Deze regeling treedt in werking op het vaste verandermoment 1 januari 2018. Aangezien het gaat om een beleidsregel die duidelijkheid verschaft voor de wijziging van innovatieve productie-installaties, en op 2 januari 2018 de aanvraagperiode voor een nieuw innovatiekavel start, wordt in dit geval afgeweken van de gebruikelijke publicatietermijn van twee maanden uit het kabinetsbeleid op het gebied van de vaste verandermomenten.

II. Artikelen

Artikel I, onderdeel A

De definitie voor een innovatieve productie-installatie sluit aan bij de tekst van artikel 1, eerste lid, onderdeel t, Besluit stimulering duurzame energieproductie en artikel 2 Regeling innovatieve windenergie op zee.

Artikel I, onderdeel B

Deze wijziging maakt het mogelijk dat niet alleen flexibiliteit bestaat voor innovatie ten aanzien van de eigenschappen van de productie-installatie, maar ook voor toegepaste innovatieve technieken.

Artikel I, onderdeel C

Een wijziging van de inzet van de bijzondere en risicovolle technieken zoals ingediend bij de subsidieaanvraag, is volgens de beleidsregel altijd een essentiële wijziging van de productie-installatie. Voor een dergelijke wijziging moet dus altijd ontheffing aan de Minister worden gevraagd.

Artikel I, onderdeel D

Een verzoek tot ontheffing moet altijd vergezeld gaan met een toelichting over wat de invloed is van de wijziging op de aspecten uit artikel 3.

Artikel I, onderdeel E

Op grond van het gewijzigde artikel 5 van de beleidsregel kan de Minister in een aantal situaties ontheffing voor de wijziging van een innovatieve productie-installatie verlenen. Indien een innovatieve productie-installatie nog niet of minder dan vijf jaar in gebruik is, verleent de Minister vrijstelling voor aanpassing van een innovatieve productie-installatie indien door de aanvrage voldoende aannemelijk is gemaakt dat een wijziging noodzakelijk of onvermijdelijk is, en er sprake blijft van een voldoende innovatief project, dit ter beoordeling door de Minister. De vergunning en subsidie voor het innovatiekavel zijn verstrekt op basis van een kwalitatieve rangschikking. Bij de beoordeling van de aanvraag tot wijziging van de vergunning zal de Minister derhalve beoordelen of de beoogde wijziging niet zou leiden tot een te grote afwijking in de beoordeling op de vier rangschikkingscriteria.

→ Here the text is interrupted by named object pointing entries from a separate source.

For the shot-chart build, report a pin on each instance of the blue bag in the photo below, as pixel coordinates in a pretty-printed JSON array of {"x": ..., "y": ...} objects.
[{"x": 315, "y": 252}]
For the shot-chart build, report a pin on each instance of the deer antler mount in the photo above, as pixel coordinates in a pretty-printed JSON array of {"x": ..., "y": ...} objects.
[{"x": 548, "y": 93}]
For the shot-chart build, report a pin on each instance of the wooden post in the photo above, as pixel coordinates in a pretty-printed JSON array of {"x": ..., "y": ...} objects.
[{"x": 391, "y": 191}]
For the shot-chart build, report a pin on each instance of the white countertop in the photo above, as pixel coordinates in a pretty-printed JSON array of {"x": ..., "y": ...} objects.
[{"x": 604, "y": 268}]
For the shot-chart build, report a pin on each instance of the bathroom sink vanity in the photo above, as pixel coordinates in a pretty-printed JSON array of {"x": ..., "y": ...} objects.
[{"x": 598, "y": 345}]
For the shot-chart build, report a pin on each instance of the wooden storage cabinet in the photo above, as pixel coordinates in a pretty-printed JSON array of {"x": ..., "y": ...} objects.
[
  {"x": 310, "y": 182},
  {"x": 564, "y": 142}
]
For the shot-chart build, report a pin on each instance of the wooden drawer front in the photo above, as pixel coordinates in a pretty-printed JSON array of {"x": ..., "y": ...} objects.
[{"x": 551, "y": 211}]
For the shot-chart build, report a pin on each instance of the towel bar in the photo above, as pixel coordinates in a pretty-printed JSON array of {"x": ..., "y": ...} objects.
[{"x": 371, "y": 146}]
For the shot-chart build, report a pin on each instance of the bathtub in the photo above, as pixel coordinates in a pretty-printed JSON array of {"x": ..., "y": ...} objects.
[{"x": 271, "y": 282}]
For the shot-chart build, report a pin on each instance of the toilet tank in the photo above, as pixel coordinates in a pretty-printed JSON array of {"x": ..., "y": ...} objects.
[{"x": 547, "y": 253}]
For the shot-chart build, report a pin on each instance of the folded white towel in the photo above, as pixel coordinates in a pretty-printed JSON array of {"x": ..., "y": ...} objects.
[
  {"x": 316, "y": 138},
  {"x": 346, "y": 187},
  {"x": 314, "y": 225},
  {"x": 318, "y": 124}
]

Na deze periode van 5 jaar staat het de exploitant in beginsel vrij om de innovatieve productie-installatie te vervangen door een andere productie-installatie, mits het geïnstalleerd vermogen ten minste gehandhaafd blijft. Dat zelfde is het geval als het demonstratiedoel naar het oordeel van de Minister binnen de periode van 5 jaar na de ingebruikname voldoende bereikt is. Vervanging van de installatie door een nieuwe generatie innovatieve turbines of eventueel door gangbare turbines is dan mogelijk.